Columbia Pictures took a calculated risk when it released John Singleton’s gritty coming-of-age drama, Boyz N the Hood. The studio marketing campaign boldly targeted the core audience for the movie — black males under 25 — with a trailer and several TV spots that included shots of exploding gunfire. In the wake of opening-night violence for such films as Colors and New Jack City, there’s no question that the movie industry feared, maybe even expected, a similar reaction to Boyz N the Hood. Well before the opening, Columbia offered to pay the cost for any theater that wanted extra security.
The studio’s gamble paid off. Playing on 837 screens, Boyz N the Hood drew a huge audience, opening to $10 million. But there was a price: 33 people at 20 theaters around the country were wounded, and one person died. ”Columbia went after their core audience to secure a decent opening weekend,” says Mitch Goldman, president of distribution for New Line Cinema, ”even though the movie’s appeal went way beyond an action picture. That made good business sense.”
It’s likely that the picture would have made less money in its debut weekend had the studio downplayed the film’s gang content in favor of its more warmhearted elements, but there might have been trouble anyway. ”It was unavoidable,” insists one studio distribution head. ”This picture had the look of a film with an edge. Nobody wants to see a nice movie about black people, like The Five Heartbeats. Riots are caused by people, not marketing.”
Columbia executives deny they in any way ”sought to exploit or pander to violence.” Adds one source at the studio, ”Our campaign is true to the picture. The trailer shows three guys growing up in South Central L.A. It’s not Mary Poppins.

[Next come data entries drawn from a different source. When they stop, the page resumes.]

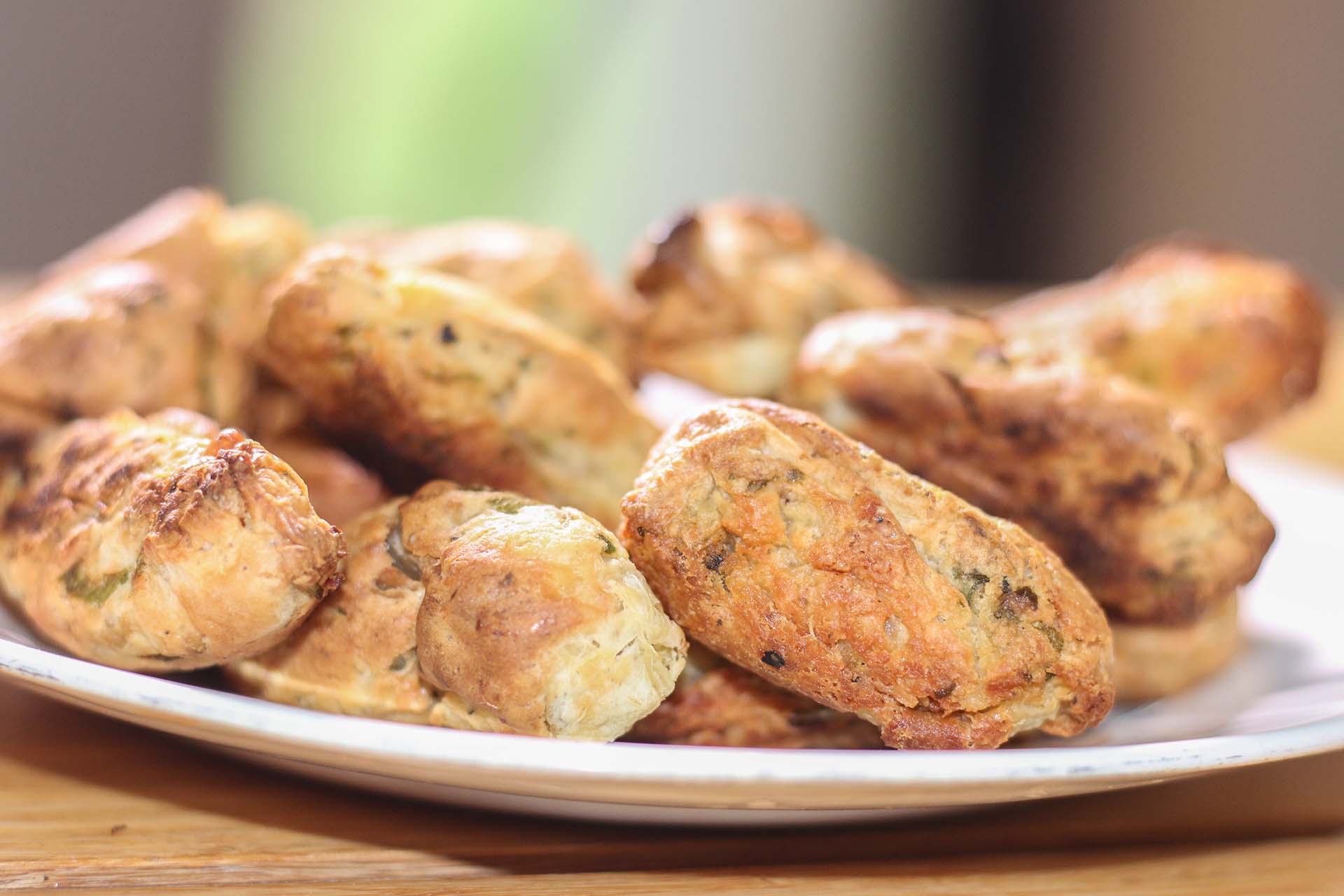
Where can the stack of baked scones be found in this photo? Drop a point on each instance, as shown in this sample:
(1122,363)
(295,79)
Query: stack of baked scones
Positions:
(406,475)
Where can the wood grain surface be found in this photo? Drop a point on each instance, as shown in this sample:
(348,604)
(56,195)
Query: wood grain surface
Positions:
(89,802)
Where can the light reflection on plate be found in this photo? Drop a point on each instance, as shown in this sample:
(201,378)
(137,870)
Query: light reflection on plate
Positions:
(1282,697)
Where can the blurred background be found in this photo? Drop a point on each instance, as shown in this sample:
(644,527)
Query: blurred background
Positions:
(1025,141)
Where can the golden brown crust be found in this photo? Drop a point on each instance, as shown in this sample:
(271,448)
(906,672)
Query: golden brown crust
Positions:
(723,706)
(116,335)
(339,486)
(538,614)
(1158,662)
(534,269)
(1233,337)
(425,628)
(803,556)
(162,543)
(227,255)
(1133,496)
(437,374)
(732,289)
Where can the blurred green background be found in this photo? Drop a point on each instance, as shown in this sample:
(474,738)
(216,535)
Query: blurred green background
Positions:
(1023,140)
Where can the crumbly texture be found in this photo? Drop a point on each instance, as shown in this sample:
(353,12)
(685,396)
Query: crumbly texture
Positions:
(162,543)
(1158,662)
(424,371)
(534,269)
(802,555)
(480,610)
(732,289)
(225,254)
(339,486)
(539,615)
(1233,337)
(1132,495)
(109,336)
(717,704)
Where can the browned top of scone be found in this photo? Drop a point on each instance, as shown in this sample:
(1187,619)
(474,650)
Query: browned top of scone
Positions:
(1132,493)
(539,270)
(477,609)
(430,371)
(162,542)
(115,335)
(730,289)
(1236,337)
(356,654)
(726,706)
(802,555)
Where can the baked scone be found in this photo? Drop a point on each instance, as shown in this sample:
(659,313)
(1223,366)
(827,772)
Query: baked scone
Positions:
(717,704)
(1154,662)
(162,543)
(428,371)
(1132,495)
(732,288)
(538,270)
(109,336)
(227,255)
(802,555)
(482,610)
(1233,337)
(339,486)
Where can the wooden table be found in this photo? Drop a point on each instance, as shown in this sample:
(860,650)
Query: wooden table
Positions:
(86,802)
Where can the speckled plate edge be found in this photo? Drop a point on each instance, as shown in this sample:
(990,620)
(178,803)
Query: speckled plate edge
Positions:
(655,783)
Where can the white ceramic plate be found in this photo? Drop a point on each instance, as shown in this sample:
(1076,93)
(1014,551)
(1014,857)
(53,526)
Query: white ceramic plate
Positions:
(1284,697)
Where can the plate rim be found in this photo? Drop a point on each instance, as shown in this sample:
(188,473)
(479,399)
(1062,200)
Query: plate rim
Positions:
(502,754)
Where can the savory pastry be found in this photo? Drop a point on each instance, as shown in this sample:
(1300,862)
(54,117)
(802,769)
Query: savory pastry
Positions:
(1133,496)
(717,704)
(162,543)
(109,336)
(1158,660)
(538,270)
(482,610)
(257,242)
(227,255)
(802,555)
(733,288)
(422,370)
(1233,337)
(339,486)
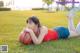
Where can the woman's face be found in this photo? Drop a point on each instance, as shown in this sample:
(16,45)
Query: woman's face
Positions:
(31,24)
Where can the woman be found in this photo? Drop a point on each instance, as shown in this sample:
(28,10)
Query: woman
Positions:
(41,33)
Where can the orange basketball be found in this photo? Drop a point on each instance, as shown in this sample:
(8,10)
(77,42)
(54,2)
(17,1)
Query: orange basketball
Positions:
(25,38)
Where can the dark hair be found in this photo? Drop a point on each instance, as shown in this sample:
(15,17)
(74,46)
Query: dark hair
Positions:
(35,20)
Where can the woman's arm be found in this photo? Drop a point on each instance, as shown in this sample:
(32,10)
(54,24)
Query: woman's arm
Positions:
(40,38)
(71,27)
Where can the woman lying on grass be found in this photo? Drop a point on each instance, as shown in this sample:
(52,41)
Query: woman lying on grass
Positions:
(36,33)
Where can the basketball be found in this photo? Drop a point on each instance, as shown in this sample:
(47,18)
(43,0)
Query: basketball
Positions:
(25,38)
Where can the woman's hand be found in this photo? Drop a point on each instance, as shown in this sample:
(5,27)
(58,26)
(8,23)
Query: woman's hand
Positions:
(28,30)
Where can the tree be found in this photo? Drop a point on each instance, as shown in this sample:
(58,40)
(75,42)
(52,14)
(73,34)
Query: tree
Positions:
(48,2)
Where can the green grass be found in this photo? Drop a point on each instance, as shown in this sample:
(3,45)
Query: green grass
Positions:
(12,22)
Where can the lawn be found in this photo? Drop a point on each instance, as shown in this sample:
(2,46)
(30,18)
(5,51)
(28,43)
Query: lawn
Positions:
(12,22)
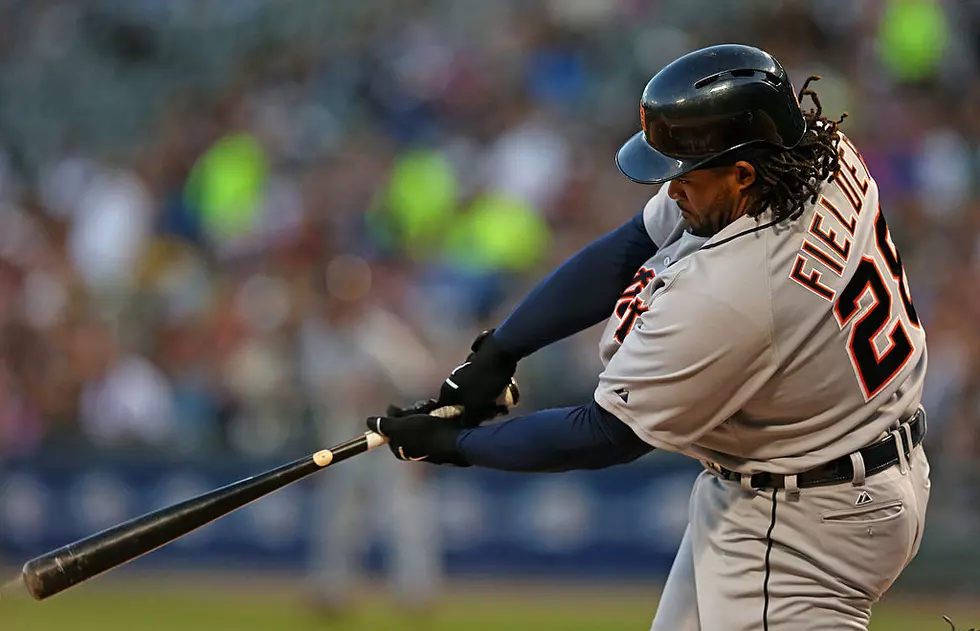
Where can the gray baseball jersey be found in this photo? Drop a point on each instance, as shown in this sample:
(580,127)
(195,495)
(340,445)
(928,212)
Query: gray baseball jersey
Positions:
(768,347)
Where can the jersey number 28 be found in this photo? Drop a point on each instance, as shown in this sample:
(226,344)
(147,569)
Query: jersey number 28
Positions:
(875,369)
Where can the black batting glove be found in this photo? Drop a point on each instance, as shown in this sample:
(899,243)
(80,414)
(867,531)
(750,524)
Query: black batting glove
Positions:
(419,407)
(478,382)
(421,437)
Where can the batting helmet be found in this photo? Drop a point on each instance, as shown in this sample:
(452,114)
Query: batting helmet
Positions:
(707,104)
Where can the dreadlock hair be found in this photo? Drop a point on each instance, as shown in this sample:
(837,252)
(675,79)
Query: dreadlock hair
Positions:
(787,179)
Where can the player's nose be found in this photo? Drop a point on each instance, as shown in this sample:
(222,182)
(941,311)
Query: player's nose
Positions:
(675,191)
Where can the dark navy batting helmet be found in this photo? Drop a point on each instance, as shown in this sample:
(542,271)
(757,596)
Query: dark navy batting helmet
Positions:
(706,105)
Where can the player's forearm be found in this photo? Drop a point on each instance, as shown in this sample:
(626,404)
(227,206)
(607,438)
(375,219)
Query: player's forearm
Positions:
(554,440)
(580,293)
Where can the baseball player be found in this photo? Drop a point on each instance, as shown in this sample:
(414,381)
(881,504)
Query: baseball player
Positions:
(760,321)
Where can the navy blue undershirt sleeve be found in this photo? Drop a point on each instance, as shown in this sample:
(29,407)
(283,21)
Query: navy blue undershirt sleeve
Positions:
(580,293)
(553,440)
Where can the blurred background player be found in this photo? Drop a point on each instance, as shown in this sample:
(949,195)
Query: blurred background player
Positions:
(356,353)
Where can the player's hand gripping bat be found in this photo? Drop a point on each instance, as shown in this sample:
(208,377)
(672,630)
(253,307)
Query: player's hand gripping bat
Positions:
(65,567)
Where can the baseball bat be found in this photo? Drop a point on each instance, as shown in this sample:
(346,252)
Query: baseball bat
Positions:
(62,568)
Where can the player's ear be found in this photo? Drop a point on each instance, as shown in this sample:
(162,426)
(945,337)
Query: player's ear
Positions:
(744,175)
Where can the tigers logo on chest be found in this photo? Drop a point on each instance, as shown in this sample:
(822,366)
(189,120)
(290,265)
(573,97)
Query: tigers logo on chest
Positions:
(630,305)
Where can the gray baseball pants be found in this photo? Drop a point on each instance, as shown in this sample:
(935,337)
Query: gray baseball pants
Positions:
(763,560)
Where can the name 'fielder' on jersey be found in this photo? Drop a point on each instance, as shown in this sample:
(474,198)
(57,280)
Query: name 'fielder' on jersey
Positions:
(759,320)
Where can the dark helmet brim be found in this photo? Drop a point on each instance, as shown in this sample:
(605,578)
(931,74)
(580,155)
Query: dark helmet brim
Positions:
(643,164)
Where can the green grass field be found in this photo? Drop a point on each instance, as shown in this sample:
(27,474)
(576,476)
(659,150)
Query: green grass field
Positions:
(224,605)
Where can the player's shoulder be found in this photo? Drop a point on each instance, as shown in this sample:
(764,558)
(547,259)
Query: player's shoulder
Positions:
(732,267)
(661,215)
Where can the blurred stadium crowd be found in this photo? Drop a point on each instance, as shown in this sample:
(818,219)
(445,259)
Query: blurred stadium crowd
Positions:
(234,226)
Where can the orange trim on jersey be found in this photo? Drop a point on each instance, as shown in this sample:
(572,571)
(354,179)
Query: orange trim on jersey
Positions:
(863,186)
(826,203)
(834,266)
(811,282)
(830,237)
(851,146)
(893,261)
(847,188)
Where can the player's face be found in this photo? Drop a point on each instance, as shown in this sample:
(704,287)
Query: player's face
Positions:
(710,199)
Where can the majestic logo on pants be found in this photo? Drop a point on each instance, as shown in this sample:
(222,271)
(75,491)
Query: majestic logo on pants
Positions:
(863,498)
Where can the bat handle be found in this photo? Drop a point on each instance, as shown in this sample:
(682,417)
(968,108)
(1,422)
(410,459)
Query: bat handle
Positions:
(371,440)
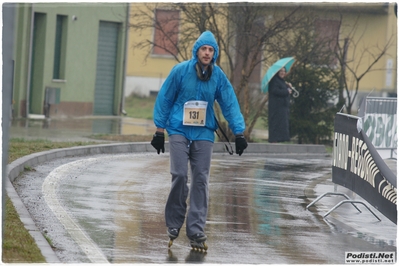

And there’s no gun in the poster. If you compare the number of incidents to the number of people who saw the picture, it’s a tempest in a teapot.”
”I don’t think the marketing is to be faulted,” says Charles Richardson, president of Triad Marketing, which specializes in black-themed films. ”If Columbia hadn’t targeted young black males, they would have been going against the writer-director’s wishes. That’s who he said he wanted to reach.”
Singleton, 23, blamed the violence on a society that condones ghetto bloodshed. ”I didn’t create the conditions in which people just shoot each other,” the director said at a press conference. Others agree. ”The movie could have had nothing to do with gangs,” says screenwriter Michael Mahern (Mobsters), ”and still have attracted young black males — who were also drawn by Ice Cube [one of the film’s stars], the foremost proponent of ‘gangsta’ rap. The only campaign that could have avoided violence is one that kept the target audience away from theaters. People are as upset about Boyz N the Hood as they were about Scarface and Little Caesar in the ’30s.”
Another crucial factor in the events surrounding Boyz N the Hood‘s opening was theater security, which was in many cases clearly inadequate. ”At least some theaters (click here for more) did all they could do to minimize potential problems,” says Ken Smikle, publisher of the consumer trade Target Market $ News. ”To close your eyes and hope nothing goes on puts patrons in peril and creates a reputation for the theater.”
America’s preeminent black filmmaker, Spike Lee, rejoices in the fact that Boyz N the Hood made money. ”I think Columbia Pictures did a great job,” he enthuses. ”It grossed 10 million! What are they going to do — put a metal detector in every theater? I don’t think Singleton or the film is to be blamed. Once again the rap is that all black films attract violence. A guy got shot at Godfather III, and nobody called for that film to be pulled. I’d hate to see the day when films like this don’t get made or shown.”